His hand closed around the handle on Finn’s vest. The little dog was shivering, soaked, alive, and already trying to climb onto Matthew’s shoulder as if Matthew were the nearest piece of land.
“I’ve got you. I’ve got you.”
Matthew pulled him against his chest and kicked back toward the board. A seal surfaced so close he could hear it breathe.
“Back,” Matthew snapped, though the word broke into something like pleading. “Please. Back off.”
The seal blinked at him.
For one absurd instant, Matthew thought it looked puzzled.
He shoved Finn onto the board first. The dog scrambled, nails skittering on the wet surface, then crouched low with his belly flat and his head turned toward the seals. Matthew climbed after him awkwardly, half falling across the board. His heart hammered so hard he could feel it in his throat.
The seals stayed in the water nearby.
Not lunging.
Not chasing.
Just watching, splashing, vanishing beneath the foam and returning again, as if the game had paused and they were waiting for the small yellow creature to come back in.
Matthew did not care what they wanted.
“We’re done,” he said, breath ragged. “We are very done.”
Finn pressed his wet body against Matthew’s forearm.
The ride in felt longer than the paddle out. Matthew lay flat on the board, one arm wrapped around Finn, using the other to steer through the smaller waves. The seals followed for part of the way, weaving through the whitewater. Every time one surfaced, Finn tucked himself tighter against Matthew, and Matthew tightened his grip.
At last the board scraped sand.
Matthew slid off into knee-deep water and lifted Finn before the next wave could knock them sideways. On shore, the dog shook violently, spraying Matthew’s face, then immediately tried to lick the salt from his chin.
Matthew sank down on the wet sand with Finn in his lap.
“You scared me,” he whispered.
Finn sneezed.
Matthew laughed once, shakily, and buried his face against the dog’s damp neck. The beach was quiet except for the rush and drag of the tide. Far out, the seals were dark commas in the water, already turning away.
Only later, after a hot shower for Finn and a long stretch of the dog sleeping under a towel on the passenger seat, did Matthew look at the footage.
He almost did not want to.
The memory in his body was still sharp: the missing dog, the circling seals, that cold burst of panic. He sat at the small kitchen table with Finn curled at his feet, opened the video, and braced himself.
At first, it looked exactly as terrifying as it had felt.
The seal shot up beside the board. Finn slipped. Matthew vanished into the water after him.
But then Matthew slowed the video down.
He watched the seals.
They did not dive at Finn. They did not snap or rush. One surfaced beside him and slapped the water, then circled away. Another came close, rolled, and popped up in front of him, almost the way a dog might bow and bounce before another dog at the park. When Finn paddled the wrong direction, the nearest seal moved across his path, and the ripple turned him back toward the board.

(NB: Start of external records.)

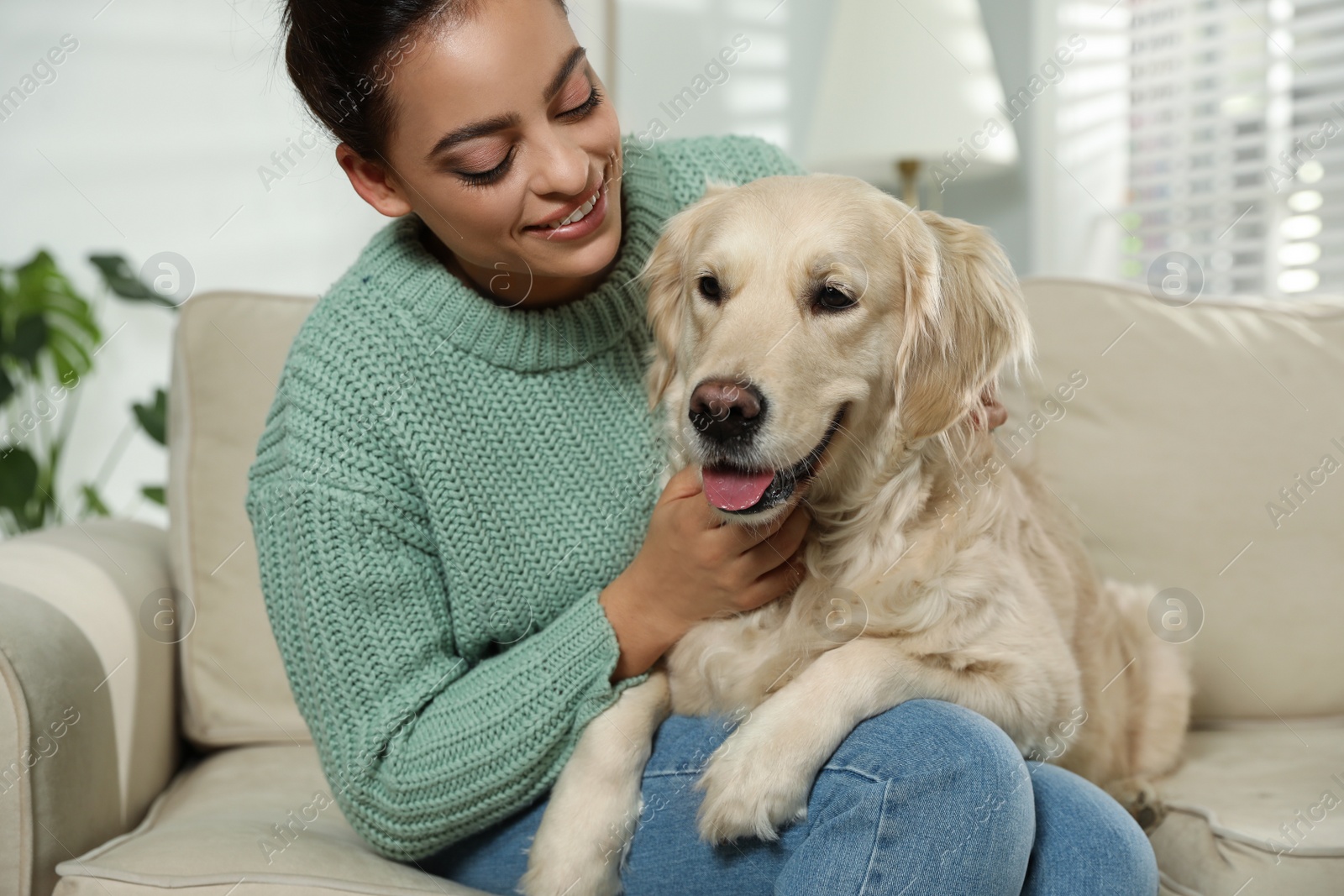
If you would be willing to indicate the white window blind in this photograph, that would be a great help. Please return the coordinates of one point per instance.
(1233, 118)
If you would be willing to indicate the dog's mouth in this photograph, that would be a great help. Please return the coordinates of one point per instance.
(738, 490)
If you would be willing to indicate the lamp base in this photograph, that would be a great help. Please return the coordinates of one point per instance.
(909, 170)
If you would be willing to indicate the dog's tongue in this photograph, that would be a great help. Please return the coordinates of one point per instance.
(734, 490)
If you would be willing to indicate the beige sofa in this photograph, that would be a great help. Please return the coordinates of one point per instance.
(118, 640)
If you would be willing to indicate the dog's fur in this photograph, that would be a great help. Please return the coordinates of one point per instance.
(985, 600)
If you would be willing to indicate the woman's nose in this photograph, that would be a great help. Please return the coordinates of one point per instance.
(564, 168)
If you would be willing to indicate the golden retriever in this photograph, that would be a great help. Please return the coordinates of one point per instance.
(813, 328)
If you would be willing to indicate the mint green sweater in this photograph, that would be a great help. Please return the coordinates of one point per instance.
(443, 488)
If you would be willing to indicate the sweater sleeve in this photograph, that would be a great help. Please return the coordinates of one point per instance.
(421, 747)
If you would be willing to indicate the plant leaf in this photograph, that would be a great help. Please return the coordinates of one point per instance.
(154, 418)
(18, 479)
(123, 281)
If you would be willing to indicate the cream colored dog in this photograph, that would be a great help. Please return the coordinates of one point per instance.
(813, 328)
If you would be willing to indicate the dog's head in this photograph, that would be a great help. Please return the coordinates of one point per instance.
(801, 317)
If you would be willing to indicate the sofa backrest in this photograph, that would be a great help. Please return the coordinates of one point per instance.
(1189, 427)
(228, 355)
(1205, 453)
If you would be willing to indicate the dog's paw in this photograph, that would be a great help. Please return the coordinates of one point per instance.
(748, 793)
(557, 866)
(1142, 801)
(568, 879)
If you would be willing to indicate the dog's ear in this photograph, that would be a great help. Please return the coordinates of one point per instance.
(664, 278)
(964, 320)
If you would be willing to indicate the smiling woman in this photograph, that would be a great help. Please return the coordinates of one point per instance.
(508, 174)
(460, 586)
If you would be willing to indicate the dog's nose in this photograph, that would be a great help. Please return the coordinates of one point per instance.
(726, 410)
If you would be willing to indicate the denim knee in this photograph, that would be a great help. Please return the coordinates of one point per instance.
(940, 747)
(1085, 840)
(933, 732)
(1129, 859)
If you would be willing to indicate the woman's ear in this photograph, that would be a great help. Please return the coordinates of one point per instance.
(964, 318)
(663, 275)
(373, 183)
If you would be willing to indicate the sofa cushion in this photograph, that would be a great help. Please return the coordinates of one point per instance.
(265, 815)
(228, 355)
(262, 815)
(1180, 445)
(1257, 812)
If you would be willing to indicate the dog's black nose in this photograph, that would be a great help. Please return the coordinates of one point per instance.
(726, 410)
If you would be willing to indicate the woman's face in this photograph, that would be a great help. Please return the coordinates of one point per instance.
(501, 128)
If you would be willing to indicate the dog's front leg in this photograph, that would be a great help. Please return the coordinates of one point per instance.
(596, 802)
(759, 777)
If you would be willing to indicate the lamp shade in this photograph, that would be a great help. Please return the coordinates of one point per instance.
(909, 80)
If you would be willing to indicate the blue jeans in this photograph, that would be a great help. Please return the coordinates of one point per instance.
(927, 797)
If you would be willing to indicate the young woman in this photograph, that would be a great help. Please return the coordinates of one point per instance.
(464, 553)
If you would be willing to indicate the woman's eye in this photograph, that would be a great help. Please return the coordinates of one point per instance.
(586, 107)
(832, 298)
(480, 179)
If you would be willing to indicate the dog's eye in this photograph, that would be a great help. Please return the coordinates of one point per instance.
(832, 298)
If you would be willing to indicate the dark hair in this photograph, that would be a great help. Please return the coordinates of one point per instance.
(342, 54)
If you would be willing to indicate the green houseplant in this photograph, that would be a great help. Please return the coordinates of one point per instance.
(49, 342)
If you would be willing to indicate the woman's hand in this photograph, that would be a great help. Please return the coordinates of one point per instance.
(691, 569)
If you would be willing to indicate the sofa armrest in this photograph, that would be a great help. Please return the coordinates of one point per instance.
(89, 652)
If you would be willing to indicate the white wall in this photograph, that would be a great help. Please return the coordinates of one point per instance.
(150, 140)
(152, 134)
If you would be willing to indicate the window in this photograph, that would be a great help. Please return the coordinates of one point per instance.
(1231, 150)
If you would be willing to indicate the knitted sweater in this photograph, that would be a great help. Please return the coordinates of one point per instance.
(443, 488)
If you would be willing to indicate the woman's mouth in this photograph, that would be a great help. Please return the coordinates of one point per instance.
(578, 223)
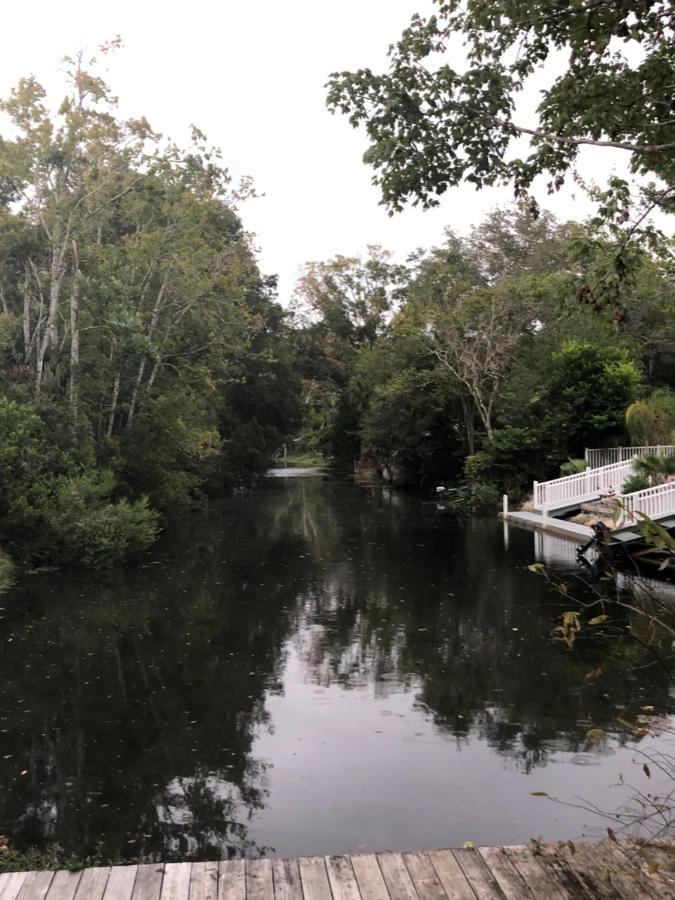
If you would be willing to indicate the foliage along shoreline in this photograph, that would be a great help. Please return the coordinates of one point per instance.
(144, 362)
(146, 365)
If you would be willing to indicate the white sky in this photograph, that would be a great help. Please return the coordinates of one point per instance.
(252, 76)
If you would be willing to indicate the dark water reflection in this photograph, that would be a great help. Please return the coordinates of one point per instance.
(310, 669)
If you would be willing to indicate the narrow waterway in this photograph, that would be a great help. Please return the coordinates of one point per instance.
(312, 668)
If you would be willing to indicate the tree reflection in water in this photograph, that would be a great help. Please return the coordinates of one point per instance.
(131, 700)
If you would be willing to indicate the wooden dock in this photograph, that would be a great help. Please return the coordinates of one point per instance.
(612, 870)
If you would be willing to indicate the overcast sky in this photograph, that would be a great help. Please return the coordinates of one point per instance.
(252, 76)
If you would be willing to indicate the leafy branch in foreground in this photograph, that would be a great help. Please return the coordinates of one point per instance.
(434, 122)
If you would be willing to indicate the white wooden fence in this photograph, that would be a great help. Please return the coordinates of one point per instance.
(656, 502)
(588, 485)
(604, 457)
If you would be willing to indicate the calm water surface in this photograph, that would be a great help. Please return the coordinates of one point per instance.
(309, 669)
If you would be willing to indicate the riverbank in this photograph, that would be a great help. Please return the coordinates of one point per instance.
(622, 870)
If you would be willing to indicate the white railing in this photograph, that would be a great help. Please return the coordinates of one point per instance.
(586, 485)
(604, 457)
(656, 502)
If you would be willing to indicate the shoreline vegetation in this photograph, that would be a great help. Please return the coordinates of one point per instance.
(146, 365)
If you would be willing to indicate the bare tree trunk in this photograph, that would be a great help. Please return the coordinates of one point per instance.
(74, 385)
(26, 316)
(141, 368)
(468, 425)
(113, 404)
(50, 335)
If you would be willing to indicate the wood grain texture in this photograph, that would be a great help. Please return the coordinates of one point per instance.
(120, 885)
(451, 876)
(64, 885)
(10, 884)
(544, 880)
(204, 881)
(314, 878)
(424, 876)
(341, 878)
(502, 870)
(93, 883)
(232, 880)
(148, 884)
(286, 877)
(396, 876)
(35, 887)
(369, 877)
(259, 882)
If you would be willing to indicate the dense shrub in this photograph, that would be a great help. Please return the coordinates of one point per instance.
(53, 508)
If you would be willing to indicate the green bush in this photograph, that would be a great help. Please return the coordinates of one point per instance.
(88, 529)
(55, 509)
(479, 467)
(480, 498)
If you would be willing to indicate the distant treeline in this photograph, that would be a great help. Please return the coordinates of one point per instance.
(493, 358)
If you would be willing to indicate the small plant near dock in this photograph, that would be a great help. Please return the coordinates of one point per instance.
(32, 859)
(644, 626)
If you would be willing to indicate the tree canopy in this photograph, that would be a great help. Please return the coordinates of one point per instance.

Matthew played that part again.
And again.
Finn lifted his head from the floor, hearing his own bark through the speaker.
“What were they doing?” Matthew whispered.
Finn blinked at him, then rested his chin on Matthew’s foot.
On the screen, the seals surrounded the little dog in his bright vest, splashing like children in a tide pool. Matthew could still feel the fear, and he knew he would never let Finn that close again. The ocean was not a backyard. Wild animals were not playmates, no matter how gentle a moment looked afterward.
But the footage softened something in him.
The bump had been real. The danger had been real enough. Yet there, in the shivering frame of the camera, was another truth he had missed while panic filled his chest: the seals had not looked like hunters.
They had looked delighted.
Matthew reached down and scratched the damp fur between Finn’s ears.
“You made some strange friends today,” he said.
Finn sighed heavily, as if the whole thing had been inconvenient but survivable, then rolled onto his side.
Outside, evening pressed blue against the windows. The towel by the door still smelled faintly of salt. On the laptop, the video ended with a blur of sand, water, and Matthew’s shaking hands lifting Finn safe against his chest.
At his feet, Finn twitched in his sleep and gave one tiny muffled bark.